A Prize Bond Transfer Agreement is needed when an executor or administrator of a deceased person's estate is distributing prize bonds among the deceased's legal heirs under the Succession Act 1925 or the West Pakistan Muslim Personal Law (Shariat) Application Act 1962, and a formal record of the distribution is needed to establish each heir's entitlement to prizes won on the bonds distributed to them.
A Prize Bond Transfer Agreement is required when prize bonds are being transferred from a parent or guardian to a minor child — for example, as part of a savings plan — and the agreement documents the trustee arrangement under which the parent or guardian holds the bonds for the child's benefit until the child reaches majority under the Majority Act 1875.
A Prize Bond Transfer Agreement is needed when a business or individual is required by a bank, court, or government authority to demonstrate the ownership history of prize bonds — for example, in KYC (Know Your Customer) proceedings under the Anti-Money Laundering Act 2010 or in court proceedings where the origin and ownership of assets is in question.
What to Include in Your Prize Bond Transfer Agreement (Pakistan)
A valid Prize Bond Transfer Agreement in Pakistan under the Public Debt Act 1944 and the Contract Act 1872 must contain the following essential elements to create a legally enforceable record of the transfer.
Party Identification: Full legal names, NADRA CNIC numbers (13-digit format), father's names, and residential addresses of both the transferor (current bond holder) and the transferee (recipient of the bonds). Where either party is a company or other legal entity, the company name, SECP registration number, and NTN must be stated, along with the name and CNIC of the authorised representative acting for the entity.
Bond Particulars: A complete schedule listing each prize bond being transferred — the bond denomination (PKR 100, PKR 200, PKR 750, PKR 1,500, PKR 7,500, PKR 15,000, PKR 25,000, PKR 40,000, or PKR 75,000), the bond series letter (if applicable), and the bond serial number printed on the face of each bond. The total number of bonds and their aggregate face value in Pakistani Rupees (PKR) must be stated. Bond serial numbers are the unique identifier for each bond and are essential for CDNS prize winning verification.
Consideration: The consideration for the transfer must be stated — whether the transfer is for a specified cash price (sale), as a gift (hiba) with no monetary consideration, as settlement of a debt, or as part of a broader transaction. Where the transfer is a sale, the agreed price per bond or total price in PKR must be stated and a receipt of payment acknowledged. The payment method — cash, bank transfer, cheque (with the cheque number, bank, and branch) — must be recorded.
Date and Place of Delivery: The date on which physical possession of the prize bond certificates is transferred from the transferor to the transferee, and the place of delivery — city and address.

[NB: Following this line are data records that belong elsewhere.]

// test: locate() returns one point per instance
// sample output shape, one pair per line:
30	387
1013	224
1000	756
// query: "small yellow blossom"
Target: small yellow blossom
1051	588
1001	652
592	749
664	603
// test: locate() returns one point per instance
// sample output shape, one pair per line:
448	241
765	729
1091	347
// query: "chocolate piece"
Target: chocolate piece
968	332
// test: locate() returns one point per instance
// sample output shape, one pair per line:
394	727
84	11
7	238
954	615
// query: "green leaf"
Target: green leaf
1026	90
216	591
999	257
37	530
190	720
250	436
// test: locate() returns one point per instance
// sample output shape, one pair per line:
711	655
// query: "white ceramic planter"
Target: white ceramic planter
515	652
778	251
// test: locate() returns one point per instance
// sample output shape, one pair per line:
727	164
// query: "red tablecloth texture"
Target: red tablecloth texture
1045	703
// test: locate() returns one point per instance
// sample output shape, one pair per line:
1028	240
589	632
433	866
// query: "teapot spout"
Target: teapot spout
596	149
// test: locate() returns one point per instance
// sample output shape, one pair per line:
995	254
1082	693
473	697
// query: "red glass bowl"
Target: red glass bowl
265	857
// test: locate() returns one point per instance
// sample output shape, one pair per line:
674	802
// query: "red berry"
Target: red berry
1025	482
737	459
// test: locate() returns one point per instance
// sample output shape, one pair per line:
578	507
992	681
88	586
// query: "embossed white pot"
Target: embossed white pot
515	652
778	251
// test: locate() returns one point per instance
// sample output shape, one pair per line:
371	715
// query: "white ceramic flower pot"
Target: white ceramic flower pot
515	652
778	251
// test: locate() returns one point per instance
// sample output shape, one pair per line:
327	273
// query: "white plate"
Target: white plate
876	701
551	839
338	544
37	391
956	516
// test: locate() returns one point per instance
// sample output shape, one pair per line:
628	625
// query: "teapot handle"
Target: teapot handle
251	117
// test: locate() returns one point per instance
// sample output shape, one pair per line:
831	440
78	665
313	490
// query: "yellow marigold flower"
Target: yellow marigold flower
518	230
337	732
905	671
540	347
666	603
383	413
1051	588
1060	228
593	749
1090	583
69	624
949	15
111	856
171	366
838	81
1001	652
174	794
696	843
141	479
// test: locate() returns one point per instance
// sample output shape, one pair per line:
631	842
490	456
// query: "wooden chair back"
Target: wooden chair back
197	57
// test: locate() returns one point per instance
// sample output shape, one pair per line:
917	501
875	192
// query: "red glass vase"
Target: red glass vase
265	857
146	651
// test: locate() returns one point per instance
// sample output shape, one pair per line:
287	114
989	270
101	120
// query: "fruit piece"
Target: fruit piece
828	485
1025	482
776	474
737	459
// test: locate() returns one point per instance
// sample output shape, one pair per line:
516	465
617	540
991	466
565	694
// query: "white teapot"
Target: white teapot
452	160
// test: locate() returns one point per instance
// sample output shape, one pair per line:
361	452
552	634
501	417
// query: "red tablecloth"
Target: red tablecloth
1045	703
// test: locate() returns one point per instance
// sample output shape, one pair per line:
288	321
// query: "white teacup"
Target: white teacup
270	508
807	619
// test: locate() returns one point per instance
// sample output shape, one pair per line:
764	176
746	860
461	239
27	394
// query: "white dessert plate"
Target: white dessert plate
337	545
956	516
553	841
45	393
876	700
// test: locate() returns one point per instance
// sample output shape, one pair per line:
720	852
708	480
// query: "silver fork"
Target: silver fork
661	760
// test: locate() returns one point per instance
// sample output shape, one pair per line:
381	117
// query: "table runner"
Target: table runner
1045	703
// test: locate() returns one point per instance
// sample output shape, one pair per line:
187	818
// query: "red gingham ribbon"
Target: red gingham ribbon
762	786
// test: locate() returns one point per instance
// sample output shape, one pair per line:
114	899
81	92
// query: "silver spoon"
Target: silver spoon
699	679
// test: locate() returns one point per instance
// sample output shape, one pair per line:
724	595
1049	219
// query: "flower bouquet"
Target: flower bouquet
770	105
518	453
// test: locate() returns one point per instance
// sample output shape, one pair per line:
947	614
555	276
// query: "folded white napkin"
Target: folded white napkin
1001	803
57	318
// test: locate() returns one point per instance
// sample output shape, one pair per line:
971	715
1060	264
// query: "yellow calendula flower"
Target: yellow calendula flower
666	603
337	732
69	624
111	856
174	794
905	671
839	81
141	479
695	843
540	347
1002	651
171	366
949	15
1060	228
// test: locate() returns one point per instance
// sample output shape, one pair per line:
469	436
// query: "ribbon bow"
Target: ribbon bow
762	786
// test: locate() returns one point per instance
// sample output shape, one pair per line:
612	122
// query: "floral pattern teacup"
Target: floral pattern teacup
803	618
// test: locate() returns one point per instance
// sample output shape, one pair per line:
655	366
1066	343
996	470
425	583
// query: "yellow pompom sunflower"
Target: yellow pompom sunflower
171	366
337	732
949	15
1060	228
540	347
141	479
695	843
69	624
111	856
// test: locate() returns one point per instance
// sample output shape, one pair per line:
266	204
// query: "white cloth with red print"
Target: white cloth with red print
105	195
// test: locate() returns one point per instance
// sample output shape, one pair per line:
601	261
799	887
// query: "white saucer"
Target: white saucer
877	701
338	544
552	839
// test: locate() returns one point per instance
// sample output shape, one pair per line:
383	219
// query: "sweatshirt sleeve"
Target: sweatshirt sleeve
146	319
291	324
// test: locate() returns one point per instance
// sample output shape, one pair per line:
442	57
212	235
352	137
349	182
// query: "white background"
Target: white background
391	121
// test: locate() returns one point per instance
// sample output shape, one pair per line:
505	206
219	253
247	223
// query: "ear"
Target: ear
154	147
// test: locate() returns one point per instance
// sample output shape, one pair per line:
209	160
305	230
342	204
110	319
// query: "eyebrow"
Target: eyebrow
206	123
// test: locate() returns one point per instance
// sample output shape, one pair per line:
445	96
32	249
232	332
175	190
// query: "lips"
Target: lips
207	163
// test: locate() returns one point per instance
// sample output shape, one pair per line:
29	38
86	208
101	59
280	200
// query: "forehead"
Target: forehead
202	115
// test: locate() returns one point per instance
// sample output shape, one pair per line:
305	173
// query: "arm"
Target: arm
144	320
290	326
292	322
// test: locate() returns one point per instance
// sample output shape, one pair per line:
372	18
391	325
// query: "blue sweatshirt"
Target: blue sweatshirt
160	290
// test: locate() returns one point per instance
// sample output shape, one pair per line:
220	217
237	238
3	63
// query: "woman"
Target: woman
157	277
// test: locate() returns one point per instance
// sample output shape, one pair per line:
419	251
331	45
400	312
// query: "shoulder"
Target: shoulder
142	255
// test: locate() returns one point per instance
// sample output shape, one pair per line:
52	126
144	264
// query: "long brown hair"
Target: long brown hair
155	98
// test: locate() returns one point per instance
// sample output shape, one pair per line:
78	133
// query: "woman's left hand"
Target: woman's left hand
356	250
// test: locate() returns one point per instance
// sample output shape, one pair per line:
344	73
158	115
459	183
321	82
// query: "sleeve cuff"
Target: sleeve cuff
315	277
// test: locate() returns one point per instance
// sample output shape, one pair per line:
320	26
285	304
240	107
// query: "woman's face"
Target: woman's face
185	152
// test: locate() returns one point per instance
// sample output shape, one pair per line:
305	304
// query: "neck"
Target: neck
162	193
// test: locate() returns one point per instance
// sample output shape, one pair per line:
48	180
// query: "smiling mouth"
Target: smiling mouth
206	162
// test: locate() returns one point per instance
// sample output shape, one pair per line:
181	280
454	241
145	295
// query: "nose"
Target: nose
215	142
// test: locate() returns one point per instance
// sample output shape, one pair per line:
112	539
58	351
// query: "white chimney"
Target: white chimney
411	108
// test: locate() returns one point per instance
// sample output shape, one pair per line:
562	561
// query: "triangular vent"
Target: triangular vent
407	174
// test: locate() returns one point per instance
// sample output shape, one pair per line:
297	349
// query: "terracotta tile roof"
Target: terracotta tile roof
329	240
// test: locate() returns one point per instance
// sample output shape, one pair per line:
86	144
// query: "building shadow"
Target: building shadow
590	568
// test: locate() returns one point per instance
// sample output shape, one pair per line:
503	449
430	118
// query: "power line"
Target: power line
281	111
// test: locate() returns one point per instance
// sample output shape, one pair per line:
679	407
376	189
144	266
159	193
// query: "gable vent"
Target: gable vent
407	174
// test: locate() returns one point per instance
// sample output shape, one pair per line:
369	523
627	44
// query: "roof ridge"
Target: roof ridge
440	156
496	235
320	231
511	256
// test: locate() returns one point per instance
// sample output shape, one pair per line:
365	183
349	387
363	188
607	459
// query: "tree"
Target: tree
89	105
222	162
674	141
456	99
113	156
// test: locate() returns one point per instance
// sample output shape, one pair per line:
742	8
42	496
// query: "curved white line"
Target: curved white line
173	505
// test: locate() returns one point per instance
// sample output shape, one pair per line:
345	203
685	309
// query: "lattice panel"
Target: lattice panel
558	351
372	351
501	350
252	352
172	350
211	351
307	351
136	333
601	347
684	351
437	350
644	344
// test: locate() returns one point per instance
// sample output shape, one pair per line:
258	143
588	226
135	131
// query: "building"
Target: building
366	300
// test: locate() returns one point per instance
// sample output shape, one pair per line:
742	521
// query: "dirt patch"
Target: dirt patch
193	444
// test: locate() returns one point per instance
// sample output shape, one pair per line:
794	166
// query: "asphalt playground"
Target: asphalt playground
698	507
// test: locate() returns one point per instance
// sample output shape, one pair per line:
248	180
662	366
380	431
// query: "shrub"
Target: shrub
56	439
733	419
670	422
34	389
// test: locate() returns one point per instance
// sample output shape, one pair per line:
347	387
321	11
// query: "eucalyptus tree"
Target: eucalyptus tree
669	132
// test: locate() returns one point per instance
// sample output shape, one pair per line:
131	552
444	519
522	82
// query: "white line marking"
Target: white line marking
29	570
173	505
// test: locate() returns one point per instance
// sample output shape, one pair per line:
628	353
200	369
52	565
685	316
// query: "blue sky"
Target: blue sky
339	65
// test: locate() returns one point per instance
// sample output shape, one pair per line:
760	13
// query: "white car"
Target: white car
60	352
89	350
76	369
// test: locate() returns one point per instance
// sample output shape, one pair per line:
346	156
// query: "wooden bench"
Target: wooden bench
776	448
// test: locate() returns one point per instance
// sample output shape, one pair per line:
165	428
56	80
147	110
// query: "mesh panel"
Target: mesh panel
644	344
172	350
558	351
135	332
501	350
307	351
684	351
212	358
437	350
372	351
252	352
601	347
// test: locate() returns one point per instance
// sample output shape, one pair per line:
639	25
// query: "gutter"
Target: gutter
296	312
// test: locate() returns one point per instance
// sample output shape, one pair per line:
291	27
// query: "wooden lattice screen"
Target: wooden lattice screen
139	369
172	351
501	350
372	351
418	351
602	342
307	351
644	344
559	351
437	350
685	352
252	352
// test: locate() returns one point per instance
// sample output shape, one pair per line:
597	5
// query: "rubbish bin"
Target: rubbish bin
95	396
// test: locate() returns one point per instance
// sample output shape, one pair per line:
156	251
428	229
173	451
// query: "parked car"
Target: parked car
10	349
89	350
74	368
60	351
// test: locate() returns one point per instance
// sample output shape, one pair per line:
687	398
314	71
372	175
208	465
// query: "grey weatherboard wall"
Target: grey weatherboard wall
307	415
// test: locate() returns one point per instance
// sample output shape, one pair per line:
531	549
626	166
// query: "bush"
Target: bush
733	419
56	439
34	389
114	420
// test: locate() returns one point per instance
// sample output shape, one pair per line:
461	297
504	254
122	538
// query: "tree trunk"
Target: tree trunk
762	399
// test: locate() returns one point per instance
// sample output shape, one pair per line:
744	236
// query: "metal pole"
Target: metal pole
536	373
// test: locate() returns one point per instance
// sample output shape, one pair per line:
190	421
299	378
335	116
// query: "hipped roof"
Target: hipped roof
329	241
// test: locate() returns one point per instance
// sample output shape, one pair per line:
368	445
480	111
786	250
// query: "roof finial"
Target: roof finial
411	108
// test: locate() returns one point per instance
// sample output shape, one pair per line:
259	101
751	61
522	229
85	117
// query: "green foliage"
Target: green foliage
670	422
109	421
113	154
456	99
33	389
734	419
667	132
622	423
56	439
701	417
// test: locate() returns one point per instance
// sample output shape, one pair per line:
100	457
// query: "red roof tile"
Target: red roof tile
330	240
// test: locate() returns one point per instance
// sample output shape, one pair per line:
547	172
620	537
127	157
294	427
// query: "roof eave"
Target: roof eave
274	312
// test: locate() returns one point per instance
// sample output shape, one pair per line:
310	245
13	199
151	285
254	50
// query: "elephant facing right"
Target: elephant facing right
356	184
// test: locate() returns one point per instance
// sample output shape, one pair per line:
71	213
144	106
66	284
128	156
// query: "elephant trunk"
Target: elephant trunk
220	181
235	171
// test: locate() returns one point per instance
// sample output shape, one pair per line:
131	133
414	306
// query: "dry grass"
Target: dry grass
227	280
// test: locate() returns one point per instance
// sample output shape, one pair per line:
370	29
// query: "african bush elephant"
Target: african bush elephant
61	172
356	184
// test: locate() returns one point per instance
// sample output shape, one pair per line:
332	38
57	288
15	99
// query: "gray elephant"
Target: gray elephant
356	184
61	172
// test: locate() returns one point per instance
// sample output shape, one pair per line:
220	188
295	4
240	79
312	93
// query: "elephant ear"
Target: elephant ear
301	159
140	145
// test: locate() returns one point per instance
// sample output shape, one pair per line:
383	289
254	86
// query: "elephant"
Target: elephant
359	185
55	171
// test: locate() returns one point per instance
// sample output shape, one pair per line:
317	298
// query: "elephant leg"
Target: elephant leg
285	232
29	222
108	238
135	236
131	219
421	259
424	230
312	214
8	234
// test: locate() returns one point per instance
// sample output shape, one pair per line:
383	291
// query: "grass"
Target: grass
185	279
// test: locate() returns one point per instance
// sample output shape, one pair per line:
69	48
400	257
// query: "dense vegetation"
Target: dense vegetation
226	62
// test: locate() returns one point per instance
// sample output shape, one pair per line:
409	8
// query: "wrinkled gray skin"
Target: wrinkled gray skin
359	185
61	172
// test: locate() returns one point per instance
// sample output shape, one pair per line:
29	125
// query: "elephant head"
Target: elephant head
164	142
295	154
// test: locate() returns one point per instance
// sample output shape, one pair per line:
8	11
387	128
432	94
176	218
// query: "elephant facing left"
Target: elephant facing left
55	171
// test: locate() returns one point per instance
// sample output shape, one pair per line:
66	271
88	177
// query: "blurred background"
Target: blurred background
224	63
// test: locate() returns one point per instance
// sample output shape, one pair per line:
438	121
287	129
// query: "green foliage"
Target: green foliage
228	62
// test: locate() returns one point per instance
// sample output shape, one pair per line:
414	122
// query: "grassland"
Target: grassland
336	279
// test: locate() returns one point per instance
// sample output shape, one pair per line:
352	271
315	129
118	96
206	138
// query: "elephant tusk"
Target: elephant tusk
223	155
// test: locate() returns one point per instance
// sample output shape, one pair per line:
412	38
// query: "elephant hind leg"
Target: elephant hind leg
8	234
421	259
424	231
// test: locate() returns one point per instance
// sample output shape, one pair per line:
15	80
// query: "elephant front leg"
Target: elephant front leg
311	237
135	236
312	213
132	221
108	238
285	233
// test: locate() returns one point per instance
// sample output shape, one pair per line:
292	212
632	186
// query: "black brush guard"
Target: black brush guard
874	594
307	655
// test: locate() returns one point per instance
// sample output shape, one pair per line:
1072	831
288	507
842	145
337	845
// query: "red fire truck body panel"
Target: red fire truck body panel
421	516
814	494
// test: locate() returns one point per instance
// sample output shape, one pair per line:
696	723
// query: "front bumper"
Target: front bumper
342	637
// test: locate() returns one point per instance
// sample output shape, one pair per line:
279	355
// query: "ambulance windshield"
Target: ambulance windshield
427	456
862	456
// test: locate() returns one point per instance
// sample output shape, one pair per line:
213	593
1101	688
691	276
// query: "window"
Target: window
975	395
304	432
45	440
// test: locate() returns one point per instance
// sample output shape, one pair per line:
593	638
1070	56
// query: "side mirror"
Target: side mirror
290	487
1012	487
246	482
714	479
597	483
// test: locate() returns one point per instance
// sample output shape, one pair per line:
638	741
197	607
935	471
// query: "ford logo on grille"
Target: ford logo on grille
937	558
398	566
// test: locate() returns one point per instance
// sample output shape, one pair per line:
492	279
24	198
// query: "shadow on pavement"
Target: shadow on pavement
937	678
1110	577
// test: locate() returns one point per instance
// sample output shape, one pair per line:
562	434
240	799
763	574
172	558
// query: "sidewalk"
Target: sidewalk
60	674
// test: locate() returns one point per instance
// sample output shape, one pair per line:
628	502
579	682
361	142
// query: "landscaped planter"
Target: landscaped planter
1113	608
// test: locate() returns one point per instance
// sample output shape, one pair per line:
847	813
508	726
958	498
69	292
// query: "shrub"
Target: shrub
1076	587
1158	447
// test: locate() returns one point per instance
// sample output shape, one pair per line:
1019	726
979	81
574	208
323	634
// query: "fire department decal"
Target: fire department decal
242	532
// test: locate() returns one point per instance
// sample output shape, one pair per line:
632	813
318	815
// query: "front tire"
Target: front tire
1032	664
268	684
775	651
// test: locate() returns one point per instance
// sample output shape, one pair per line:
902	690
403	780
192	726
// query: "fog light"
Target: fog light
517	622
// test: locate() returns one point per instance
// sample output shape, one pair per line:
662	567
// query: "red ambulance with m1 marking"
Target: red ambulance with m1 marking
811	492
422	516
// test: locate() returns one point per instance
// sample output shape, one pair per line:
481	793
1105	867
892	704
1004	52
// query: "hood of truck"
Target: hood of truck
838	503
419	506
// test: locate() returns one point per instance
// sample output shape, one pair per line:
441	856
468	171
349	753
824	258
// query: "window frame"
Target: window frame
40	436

Physical delivery of bearer bonds is the act of transfer under the bearer instrument principle.
Prize Rights: The agreement must clearly state that all prize rights attaching to the bonds from the date of transfer (or from the date of the next prize draw following the transfer date) vest exclusively in the transferee. The transferor must agree not to claim any prize won on the transferred bonds after the delivery date and must irrevocably assign to the transferee the right to present the bonds for prize encashment at any CDNS office, National Savings Centre, scheduled bank, or post office authorised to pay prize bond prizes.
Warranty of Title and Genuineness: The transferor must warrant that: (a) the prize bonds are genuine bonds issued by the Government of Pakistan through CDNS; (b) the transferor is the lawful owner of the bonds with full right to transfer them; (c) the bonds are free from any pledge, lien, court attachment order, or third-party claim; (d) the bonds have not been reported as lost or stolen to CDNS or the police; and (e) the bonds are not the subject of any money laundering investigation under the Anti-Money Laundering Act 2010 or the Financial Monitoring Unit (FMU)'s scrutiny.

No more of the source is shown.